Antivirus software should change PC security settings for you
Listen to this advice (MP3) Problem: virus experts tell everyone to make well-known changes to PC security settings. Sadly, today's popular antivirus software won't make these changes for you. You must do it all yourself.

Repercussion: Melissa, ILoveYou, Kournikova, and other viruses swamped the Internet.

Solution: tell your antivirus vendor to give you a choice. You push a button, and their software makes all the security changes they recommend.

Antivirus software should keep the important data it generates
Listen to this advice (MP3) Problem: antivirus software overwrites its own virus detection data by default. Webmasters regularly archive site usage data, but even virus experts don't care enough to archive virus proliferation data. Powerful software quickly sprang up to interpret all the website data ... yet antivirus firms still don't hawk virus metric utilities after a whopping 15 years.

Repercussion: you cannot gauge virus trends without supporting data.

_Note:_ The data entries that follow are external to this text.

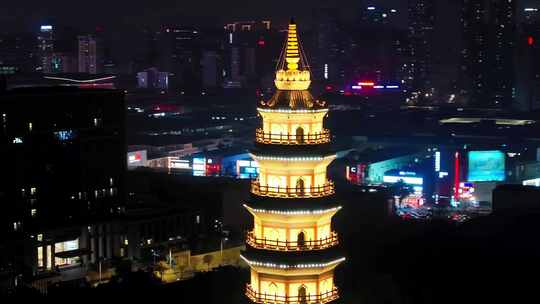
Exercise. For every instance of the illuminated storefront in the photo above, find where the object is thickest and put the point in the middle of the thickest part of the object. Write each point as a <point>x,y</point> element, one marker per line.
<point>292,249</point>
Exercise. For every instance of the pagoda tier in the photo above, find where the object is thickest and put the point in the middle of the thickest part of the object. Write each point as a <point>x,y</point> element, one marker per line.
<point>292,249</point>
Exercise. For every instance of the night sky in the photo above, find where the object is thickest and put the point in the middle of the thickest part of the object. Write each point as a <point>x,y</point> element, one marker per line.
<point>28,14</point>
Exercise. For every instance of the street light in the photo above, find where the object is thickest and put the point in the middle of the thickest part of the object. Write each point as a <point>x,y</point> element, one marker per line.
<point>223,239</point>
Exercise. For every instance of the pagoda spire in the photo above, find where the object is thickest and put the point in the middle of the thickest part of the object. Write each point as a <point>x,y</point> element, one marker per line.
<point>292,52</point>
<point>292,73</point>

Solution: tell your antivirus vendor to keep virus detection data on your computer by default -- and tell them to give you a metric utility which can analyze patterns in virus proliferation.

Virus experts should agree on a virus naming convention
Listen to this advice (MP3) Problem: antivirus firms haven't come up with a virus naming convention after more than a decade of effort. Each vendor gives a virus whatever name they please.

Repercussion: you cannot easily look up information about a virus which has infected your computer. Even the experts themselves get confused from time to time when talking to other experts.

Solution: tell your antivirus vendor to agree on an industry-wide naming convention.